Smart Groups' Scraping Error

Just got hold of the Criterion Collection (CC) of one of my favourite trilogies—Infernal Affairs. I have had the original Blu-ray rips show up just fine in Infuse, so thought I’d use the new Smart Groups feature to add the CC edition to the same titles. But… that doesn’t seem to work as advertised.

Here’s what my folder structure looks like—

Infernal Affairs (2002)
> Extras
- folder.jpg
- Infernal Affairs (2002) {edition-1 The Criterion Collection}-poster.jpg
- Infernal Affairs (2002) {edition-1 The Criterion Collection}.mkv
- Infernal Affairs (2002) {edition-2 Theatrical Release}-poster.jpg
- Infernal Affairs (2002) {edition-2 Theatrical Release}.mkv

Infernal Affairs II (2003)
> Extras
- folder.jpg
- Infernal Affairs II (2003) {edition-1 The Criterion Collection}-poster.jpg
- Infernal Affairs II (2003) {edition-1 The Criterion Collection}.mkv
- Infernal Affairs II (2003) {edition-2 Theatrical Release}-poster.jpg
- Infernal Affairs II (2003) {edition-2 Theatrical Release}.mkv

Infernal Affairs III (2003)
> Extras
- folder.jpg
- Infernal Affairs III (2003) {edition-1 The Criterion Collection}-poster.jpg
- Infernal Affairs III (2003) {edition-1 The Criterion Collection}.mkv
- Infernal Affairs III (2003) {edition-2 Theatrical Release}-poster.jpg
- Infernal Affairs III (2003) {edition-2 Theatrical Release}.mkv

When I open Infuse (and I have waited for it to scan for changes), this is how it shows up—

I now see 2 entries for Infernal Affairs instead of the 3 that should show up (based on my folder structure). The 3rd Infernal Affairs poster you see at the end of that same row, is actually a file form the Extras folder (which is supposed to be ignored, but, well, that’s another battle). Anyways, there are actually couple of things wrong here.

  1. The poster shown is actually from Infernal Affairs II;
  2. But the title shows Infernal Affairs III; and
  3. It shows 4 items within that title, which again is wrong, because there are only 2 editions of every part.

Looking inside Infernal Affairs I, everything looks exactly the way it should. Fab!

But when I look into the wrongly scraped title, it shows me 4 files (2 from the 2nd part and 2 from the 3rd part) all under the same title.

Scrolling down to try and verify the file names, they seem right.

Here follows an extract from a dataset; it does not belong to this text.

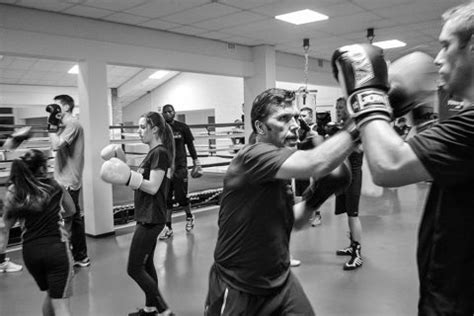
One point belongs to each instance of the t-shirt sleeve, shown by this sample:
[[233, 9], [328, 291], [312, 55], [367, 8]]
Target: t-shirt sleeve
[[70, 132], [159, 160], [262, 161], [447, 149]]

But seem to be just getting scrapped wrongly. Infuse seems to think Infernal Affairs II and Infernal Affairs III are one and the same. They were released the same year (2003), but they are 2 different titles.

What am I doing wrong?

For whatever reason, the top result for ‘Infernal Affairs II’ on TMDB is Infernal Affairs III.

What you can do is use the Edit Metadata option to select the correct title for the 2 copies of II, or just swap the roman numerals in the filename to numbers.

EG

Infernal Affairs 3 (2003) {edition-1 The Criterion Collection}.mkv

Ah! Thanks @james. I’ll try changing the Roman numerals for now.

1 Like

The scraping algorithm has demonstrated difficulty properly identifying between similarly named titles when the only distinction between them are short words (or “words” as in the case of II vs III); and especially so when the titles wholly consist of a single short word. The algorithm by default fails to prioritize exact title matches over near-matches that include what ought to be exclusionary “extraneous” content (such as an additional I).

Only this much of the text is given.